I'm well aware what TrueAudio is and how it functions. It still doesn't eliminate the fact it's a cheap gimmick meant to offer a crutch to game developers who haven't been arsed to code a proper sound engine since the turn of the millennium. It encourages laziness rather than recognizing the brilliant sound design some developers put into their work, and I want nothing of it.

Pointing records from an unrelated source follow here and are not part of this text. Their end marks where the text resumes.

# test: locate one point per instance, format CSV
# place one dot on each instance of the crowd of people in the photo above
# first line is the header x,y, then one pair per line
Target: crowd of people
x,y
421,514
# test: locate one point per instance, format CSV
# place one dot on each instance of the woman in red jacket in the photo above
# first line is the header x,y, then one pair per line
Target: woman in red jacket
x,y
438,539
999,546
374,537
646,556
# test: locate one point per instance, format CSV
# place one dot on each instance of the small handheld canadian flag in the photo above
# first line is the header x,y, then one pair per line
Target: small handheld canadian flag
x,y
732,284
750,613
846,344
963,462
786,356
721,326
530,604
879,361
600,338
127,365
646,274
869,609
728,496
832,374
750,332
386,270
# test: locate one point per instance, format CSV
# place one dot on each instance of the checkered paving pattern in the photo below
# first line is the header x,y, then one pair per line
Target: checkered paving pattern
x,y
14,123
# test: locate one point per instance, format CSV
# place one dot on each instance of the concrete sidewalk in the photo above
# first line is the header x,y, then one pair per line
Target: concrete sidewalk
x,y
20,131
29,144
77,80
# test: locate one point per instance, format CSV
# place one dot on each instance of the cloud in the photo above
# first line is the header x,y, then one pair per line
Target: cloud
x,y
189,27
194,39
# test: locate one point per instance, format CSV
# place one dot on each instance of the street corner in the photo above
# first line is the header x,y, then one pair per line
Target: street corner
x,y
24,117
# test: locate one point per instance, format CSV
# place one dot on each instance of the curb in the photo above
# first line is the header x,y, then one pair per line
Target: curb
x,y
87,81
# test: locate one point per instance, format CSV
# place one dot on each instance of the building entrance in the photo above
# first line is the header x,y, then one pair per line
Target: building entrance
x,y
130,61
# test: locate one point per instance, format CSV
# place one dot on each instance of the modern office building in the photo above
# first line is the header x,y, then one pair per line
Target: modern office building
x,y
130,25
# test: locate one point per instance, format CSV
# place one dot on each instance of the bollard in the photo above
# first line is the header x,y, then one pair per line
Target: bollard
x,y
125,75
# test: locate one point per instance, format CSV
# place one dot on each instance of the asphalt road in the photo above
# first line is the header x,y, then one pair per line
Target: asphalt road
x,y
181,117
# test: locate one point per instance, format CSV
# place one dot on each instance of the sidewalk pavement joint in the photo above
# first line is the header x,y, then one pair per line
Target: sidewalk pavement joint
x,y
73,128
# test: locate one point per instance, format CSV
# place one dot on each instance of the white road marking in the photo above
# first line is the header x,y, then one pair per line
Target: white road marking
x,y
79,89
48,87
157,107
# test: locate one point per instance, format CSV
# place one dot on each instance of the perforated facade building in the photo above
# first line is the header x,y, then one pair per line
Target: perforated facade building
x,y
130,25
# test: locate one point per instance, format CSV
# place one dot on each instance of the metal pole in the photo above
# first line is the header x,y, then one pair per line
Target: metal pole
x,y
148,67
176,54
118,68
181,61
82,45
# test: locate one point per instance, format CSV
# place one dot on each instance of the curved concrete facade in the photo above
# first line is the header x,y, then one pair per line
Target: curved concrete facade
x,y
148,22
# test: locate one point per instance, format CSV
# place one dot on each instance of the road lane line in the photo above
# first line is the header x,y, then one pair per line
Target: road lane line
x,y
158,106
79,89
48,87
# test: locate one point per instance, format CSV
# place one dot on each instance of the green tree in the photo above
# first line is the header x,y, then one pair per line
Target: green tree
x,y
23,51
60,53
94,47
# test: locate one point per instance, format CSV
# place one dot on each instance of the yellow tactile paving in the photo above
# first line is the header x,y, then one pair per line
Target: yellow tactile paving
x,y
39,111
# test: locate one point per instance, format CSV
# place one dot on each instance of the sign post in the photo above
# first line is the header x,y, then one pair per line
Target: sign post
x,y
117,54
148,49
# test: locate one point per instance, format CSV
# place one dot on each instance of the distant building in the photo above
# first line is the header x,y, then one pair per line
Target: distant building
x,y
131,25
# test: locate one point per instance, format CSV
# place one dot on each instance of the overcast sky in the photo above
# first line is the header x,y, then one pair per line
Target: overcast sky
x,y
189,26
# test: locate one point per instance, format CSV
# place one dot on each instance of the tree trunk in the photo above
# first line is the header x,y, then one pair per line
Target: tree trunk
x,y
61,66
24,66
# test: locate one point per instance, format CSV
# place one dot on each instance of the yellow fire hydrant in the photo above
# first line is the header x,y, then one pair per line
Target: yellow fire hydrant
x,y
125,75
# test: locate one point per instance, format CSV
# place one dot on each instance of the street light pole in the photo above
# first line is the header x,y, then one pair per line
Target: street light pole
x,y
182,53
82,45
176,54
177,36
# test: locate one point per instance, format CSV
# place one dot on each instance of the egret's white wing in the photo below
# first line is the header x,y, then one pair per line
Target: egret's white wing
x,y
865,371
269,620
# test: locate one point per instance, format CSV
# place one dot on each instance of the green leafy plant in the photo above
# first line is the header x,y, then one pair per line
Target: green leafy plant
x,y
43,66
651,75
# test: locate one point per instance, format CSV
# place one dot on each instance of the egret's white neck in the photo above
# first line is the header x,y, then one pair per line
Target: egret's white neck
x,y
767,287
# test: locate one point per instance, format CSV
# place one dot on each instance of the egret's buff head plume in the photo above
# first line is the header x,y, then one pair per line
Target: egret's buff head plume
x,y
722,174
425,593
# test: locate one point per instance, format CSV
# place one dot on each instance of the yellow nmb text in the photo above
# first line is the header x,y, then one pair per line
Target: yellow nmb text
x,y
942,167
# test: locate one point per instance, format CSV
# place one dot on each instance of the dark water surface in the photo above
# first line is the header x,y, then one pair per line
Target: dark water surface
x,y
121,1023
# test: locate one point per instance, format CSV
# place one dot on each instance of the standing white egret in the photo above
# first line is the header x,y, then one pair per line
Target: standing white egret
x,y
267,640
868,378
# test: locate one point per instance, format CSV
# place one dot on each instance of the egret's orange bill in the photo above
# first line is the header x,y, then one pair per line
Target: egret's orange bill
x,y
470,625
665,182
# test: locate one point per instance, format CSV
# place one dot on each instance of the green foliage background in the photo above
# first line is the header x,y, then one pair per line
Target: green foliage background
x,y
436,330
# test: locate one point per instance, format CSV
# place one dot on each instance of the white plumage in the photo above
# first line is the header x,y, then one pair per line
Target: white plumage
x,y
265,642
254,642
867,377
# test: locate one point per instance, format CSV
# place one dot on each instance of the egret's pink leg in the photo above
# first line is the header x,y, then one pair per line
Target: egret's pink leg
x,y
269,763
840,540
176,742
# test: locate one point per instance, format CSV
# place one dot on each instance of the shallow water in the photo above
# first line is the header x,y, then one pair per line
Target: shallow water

Also, I doubt the re-integration of unique functionality any time soon. People want a small, all-purpose device that they can configure to their particular needs. See the Mac Pro, Mac Mini, and soaring popularity of laptops and tablets as evidence.
 
By the way, the naming of D series is very simliar to Radeon Sky Series, Sky 500/700/900.
You're probably on to something there. D500 and D700 specs are close to the Sky 500 & 700. The Sky 900 on the other hand is a dual GPU card, so the D900 isn't really comparable.

http://www.anandtech.com/show/6867/amd-announces-radeon-sky-family-of-servercloud-video-cards
These are passively cooled cards intended to be sold directly to cloud gaming providers, and despite the Radeon name are not consumer cards.
 
They are probably new cards based on the just released architecture and will use Mantle to implement CrossFire.

There will be no Crossfire on the Mac Pro under OS X.

However, if Apple decided to go that route, they already have the underpinnings to add it without CrossFire. An app can manually implement Crossfire right now if it chooses to. No need for Mantle.